Q14. A rectangle measuring 8cm on length and its diagonals measures 10cm what is the perimeter of the rectangle?
Answer: 28cm
Explanation: Using the Pythagorean theorem, width = √(10² − 8²) = 6 cm, so perimeter = 2×(8+6) = 28 cm.
Q15. A rectangular lawn 80 meters by 60 meters has two roads, each 10 m wide, running through the middle of it, one parallel to the length and the other parallel to the breadth. Find the cost of gravelling the roads at Rs. 30 per square meter.
Answer: Rs. 39000
Explanation: The correct value is Rs. 39000. Apply the formula or arithmetic step shown in the question and
Q16. If the side of a square is increased by 25%, then its area is increased by_________?
Answer: 56.25%
Explanation: New side = 1.25s, new area = 1.5625s²; percentage increase = (1.5625 − 1) × 100 = 56.25%.
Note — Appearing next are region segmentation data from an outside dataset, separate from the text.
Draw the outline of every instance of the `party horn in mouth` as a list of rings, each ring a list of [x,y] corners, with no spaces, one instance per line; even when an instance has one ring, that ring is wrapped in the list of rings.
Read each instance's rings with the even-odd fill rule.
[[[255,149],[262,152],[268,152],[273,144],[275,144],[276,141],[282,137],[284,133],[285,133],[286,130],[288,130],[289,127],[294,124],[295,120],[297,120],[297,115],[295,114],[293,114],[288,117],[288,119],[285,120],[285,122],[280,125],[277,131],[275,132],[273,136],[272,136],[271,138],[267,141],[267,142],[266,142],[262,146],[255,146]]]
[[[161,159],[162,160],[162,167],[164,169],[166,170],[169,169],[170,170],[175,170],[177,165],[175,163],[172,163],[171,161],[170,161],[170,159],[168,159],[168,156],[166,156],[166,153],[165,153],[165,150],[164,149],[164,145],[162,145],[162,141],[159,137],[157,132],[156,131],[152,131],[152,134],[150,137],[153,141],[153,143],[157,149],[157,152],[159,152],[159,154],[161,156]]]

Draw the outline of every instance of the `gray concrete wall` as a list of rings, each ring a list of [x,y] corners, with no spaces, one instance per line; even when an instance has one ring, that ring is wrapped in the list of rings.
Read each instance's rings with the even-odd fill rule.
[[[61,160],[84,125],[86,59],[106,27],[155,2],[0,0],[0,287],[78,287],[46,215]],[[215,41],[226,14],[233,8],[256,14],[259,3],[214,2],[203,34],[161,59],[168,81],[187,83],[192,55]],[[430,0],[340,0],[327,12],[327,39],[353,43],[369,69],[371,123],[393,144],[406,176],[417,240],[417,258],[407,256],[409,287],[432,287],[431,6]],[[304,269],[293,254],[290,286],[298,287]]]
Q17. The area of a square field is 6050 Sq.m.The length of it diagonal is_________?
Answer: 110m
Explanation: For a square of area A, diagonal = √(2A); √(2 × 6050) = √12100 = 110 m.
Q18. If the area of circle is 616 sq cm then its circumference?
Answer: 88 cm^2
Explanation: Area = πr² = 616 gives r = 14 cm (using π = 22/7); circumference = 2 × 22/7 × 14 = 88 cm.
Q19. If the height of a triangle is decreased by 40% and its base is increased by 40% what will be the effect on its area?
Answer: 16% Decrease
Explanation: New area = 0.6h × 1.4b = 0.84bh; the area decreases by 16%.
Q20. There are two circles of different radii. The area of a square is 196 sq.cm, whose side is half the radius of the larger circle. The radius of the smaller circle is three-seventh that of the larger circle. What is the circumference of the smaller circle?
Answer: 24 π cm
Explanation: Side of square = √196 = 14 cm = half the radius of larger circle, so radius = 28 cm. Smaller circle radius = 3/7 × 28 = 12 cm. Circumference = 2π × 12 = 24π cm.